Nearly five months after the Jan. 12 earthquake, more than one million Haitians are living in tents and under tarps in some 1,322 camps. Hundreds of thousands have no access to radio or TV, but outdoor screens are going up across the capital, Port-au-Prince, and 16 camps are screening a series of informative, entertaining soap operas that are filling needs for information, The New York Times reports.

“First, Haitians received food and shelter; now the moving image has joined the humanitarian response,” Damien Cave reports. A handful of organizations are hurrying to produce soap operas and other programs that will inform residents how to secure their tents, tarps and mosquito nets, and how to stay safe and healthy in the sprawling camps, he says.

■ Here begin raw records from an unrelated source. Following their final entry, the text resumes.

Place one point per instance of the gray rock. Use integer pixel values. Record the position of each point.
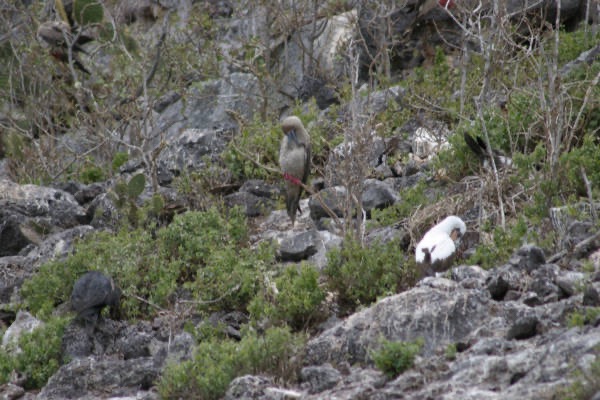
(58, 206)
(248, 387)
(333, 197)
(57, 246)
(261, 188)
(13, 271)
(91, 293)
(404, 182)
(103, 377)
(528, 258)
(320, 378)
(569, 281)
(473, 273)
(591, 297)
(104, 212)
(438, 316)
(377, 195)
(11, 391)
(524, 328)
(499, 282)
(187, 149)
(24, 323)
(299, 246)
(251, 204)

One such soap opera, part of a 16-episode series financed by the United Nations, portrayed con men in the camps trying to convince residents to redeem their registration cards for cash.

“Several other groups — including FilmAid [International], founded by Caroline Baron, who produced “Capote” — are also setting up programs to show movies and train Haitians to shoot their own,” Cave says. “And while the result may be amusing, the impetus was serious: organizers say the programs will fill in for a government that has failed to communicate effectively, letting rumors and schemes spread among those most desperate for help.”

Separately, coalitions of Haitian and international organizations working to rebuild Haiti’s food supply are using community radio and media campaigns to promote policies for more national food production and less reliance on imports, development worker Bev Bell writes in an essay posted on DailyKos.